EYEWITNESS LOCAL NEWSTOO COLD FOR SCHOOL
from Eyewitness News Online
Is It Ever Too Cold For School?
Reported by: Leslie Rubin
Videographer: Matt Durrett
Web Producer: Leslie Rubin
Reported: Jan. 23, 2013 9:14 PM EST
Updated: Jan. 24, 2013 9:20 AM EST
Charleston , Kanawha County , West Virginia
Despite the bitter cold temperatures over the last few days, Kanawha County schools have been operating on a normal schedule, while neighboring counties have been on 2-hour delays.
So, we wanted to know...is it ever too cold for school?
Superintendent Ron Duerring says there's no specific degree mark on the books that classifies as too cold for school.
Betsy Shaak is the parent of a third grader at Overbrook Elementary.
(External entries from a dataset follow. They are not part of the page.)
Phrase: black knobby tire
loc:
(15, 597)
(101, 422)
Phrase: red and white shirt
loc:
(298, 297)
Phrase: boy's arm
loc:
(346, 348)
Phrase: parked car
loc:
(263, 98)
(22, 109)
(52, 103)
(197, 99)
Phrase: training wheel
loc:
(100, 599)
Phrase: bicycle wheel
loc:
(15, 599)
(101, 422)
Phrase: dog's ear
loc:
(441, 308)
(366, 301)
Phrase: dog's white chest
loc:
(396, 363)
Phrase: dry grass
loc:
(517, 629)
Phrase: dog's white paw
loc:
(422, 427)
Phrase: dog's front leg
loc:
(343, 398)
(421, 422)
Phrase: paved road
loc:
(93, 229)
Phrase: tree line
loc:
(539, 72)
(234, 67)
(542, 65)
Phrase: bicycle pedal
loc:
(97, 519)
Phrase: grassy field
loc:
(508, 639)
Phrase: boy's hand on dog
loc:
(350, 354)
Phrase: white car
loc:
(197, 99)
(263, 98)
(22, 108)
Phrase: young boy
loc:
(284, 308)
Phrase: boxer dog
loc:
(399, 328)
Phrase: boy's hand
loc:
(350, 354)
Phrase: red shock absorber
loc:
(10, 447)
Every day they walk to and from school.
"Whether it's hot, cold, snowy, rainy...we walk," she says.
She's not upset Kanawha County schools have decided to operate on a normal schedule the last two days, and is happy her children aren't missing out on time in the classroom.
"They would have missed a lot had they missed two hours of school this morning," she says,
Surrounding counties have opted to delay school, despite there not being much of a temperature change from one hour to the next. Something Duerring says is closely monitored and taken into consideration.
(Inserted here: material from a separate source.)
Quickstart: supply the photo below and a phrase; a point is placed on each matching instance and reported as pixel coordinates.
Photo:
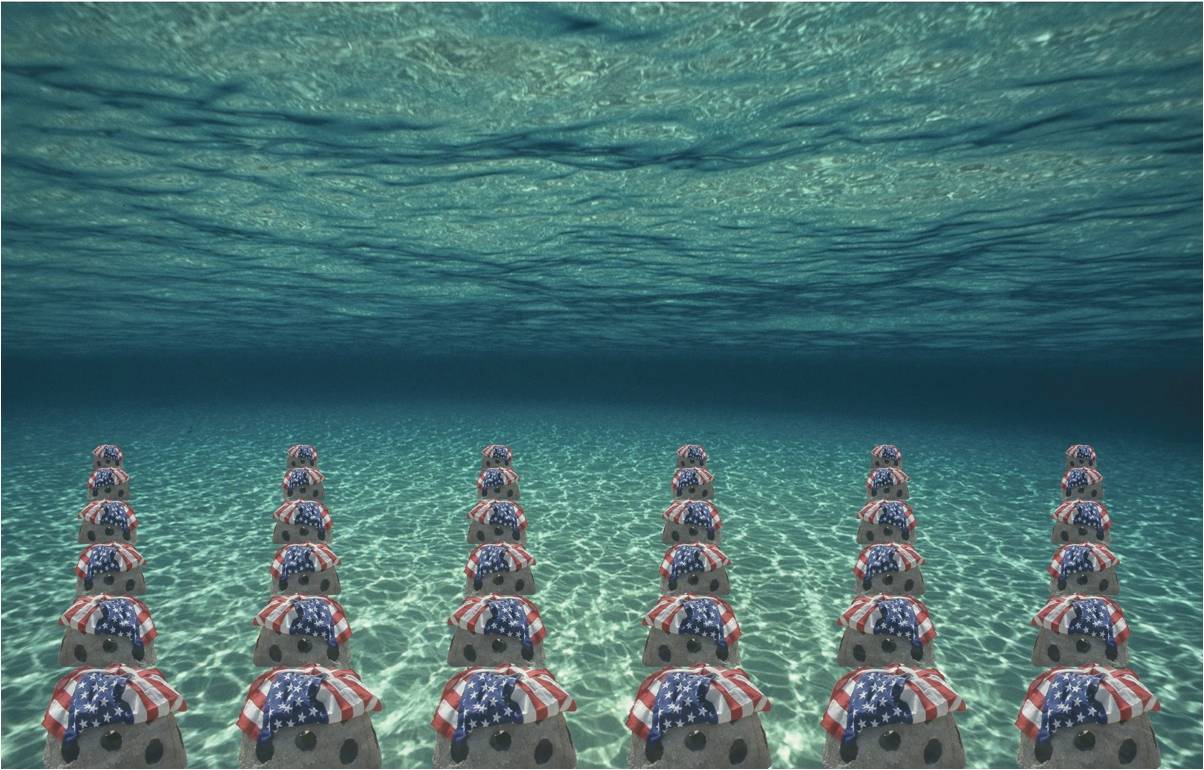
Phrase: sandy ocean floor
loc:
(594, 485)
"Two hours later and it was only going to change by two degrees, that wasn't going to make much of a difference," said Duerring.
Others disagree with the decision not to delay school, and voiced their opinions on our Facebook page.
"Yes, at least a two hour delay. It's ridiculous having these little children out there as cold as it is waiting on the bus, and then they wonder why people are sick," said Steve Wolfe.
"They should absolutely delay, there are so many parents that do not have a way to get their kids to the bus stop or school so they have to walk, and these kids are freezing standing out there waiting on the bus," said Becky Vance.
Others think it's never too cold for school.
"To even have this discussion is ridiculous! In the '70s and '80s there was no such thing as too cold or too hot to go to school. We had no A/C and the heating systems were sometimes questionable, but we went to school. If the roads are safe, the kids should be in school. Period. This is getting out of hand," said Paul Kinzer.
"Everyday our students miss a day of school, in another state and another school they are getting a full 180 day,s and they are getting that much more education than our students are getting," said Duerring.